In Canada, all residency programs are tied to a university that also provides undergraduate medical education. There are a total of 17 of these in Canada (of which 3 are in Quebec and are exclusively Francophone). While each of these programs may have multiple training sites, either urban or rural, all sites are overseen by the main university and are held to very high standards. This means that all Family Medicine training sites are considered to be of comparable quality and boast high pass rates for the CCFP exam. You really can’t go wrong by attending any one of the 17 Family Medicine training programs, in any one of the available sites. Most residents end up choosing a program based on location, type of program (eg. urban vs. rural, block vs. horizontal curriculum), and unique aspects of the program (eg. Francophone vs. bilingual vs.
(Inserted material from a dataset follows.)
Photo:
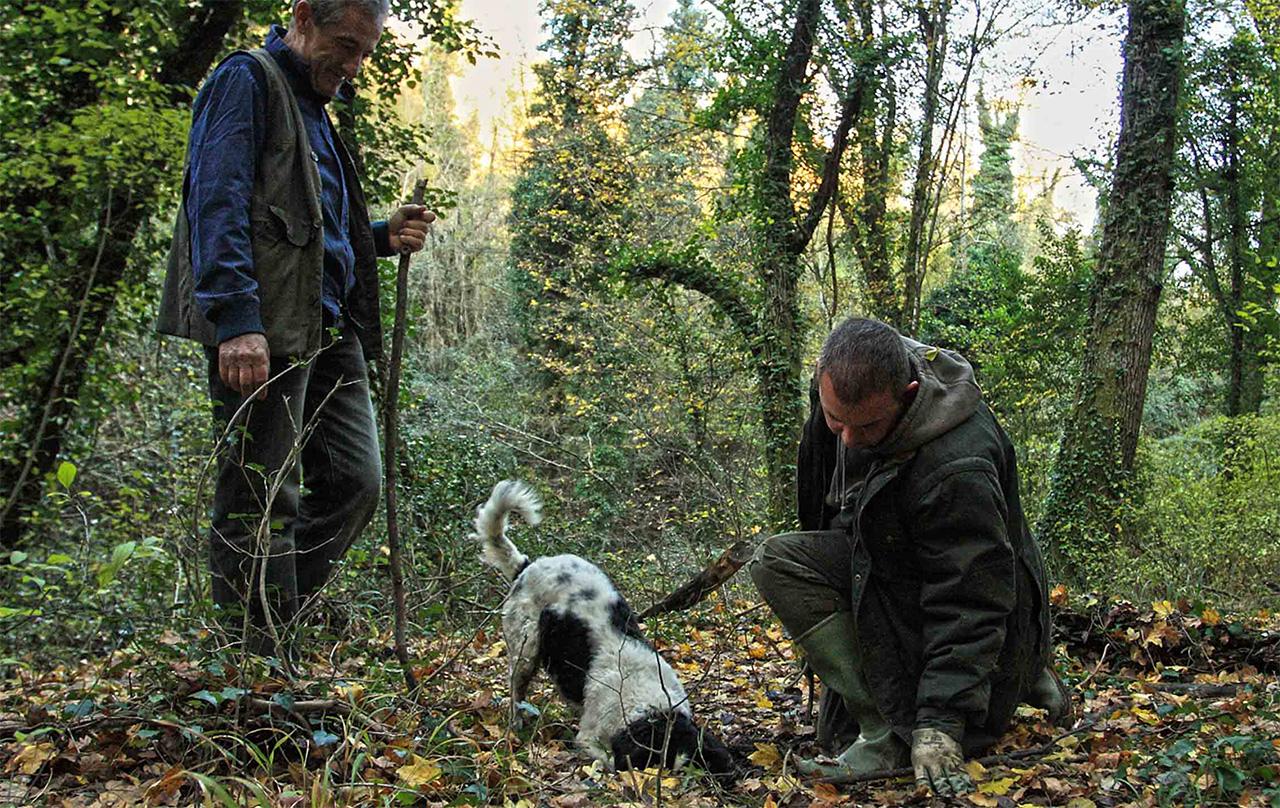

Anglophone).

9) Family Medicine = Primary Care:

Unlike in the US, Family Physicians provide almost all primary care in Canada, along with nurse practitioners (in underserviced areas), Pediatricians (who are now being encouraged to pursue subspecialties and act as “consultants” instead of providing primary care), and General Internists (who rarely provide primary care, as they’re trained to be hospitalists and subspecialists). Family Medicine residents are the only ones who are trained in all aspects of primary care (patients of all ages, preventive care, and treatment of acute medical problems of all types). For those who feel strongly about preventive medicine, patient advocacy and continuity of care, Family Medicine is a great option.

10) Rural Family Medicine

Approximately 80% of Canadians live in urban areas, while the other 20% are distributed in rural communities throughout the vast country (the second largest in the world by area, after Russia).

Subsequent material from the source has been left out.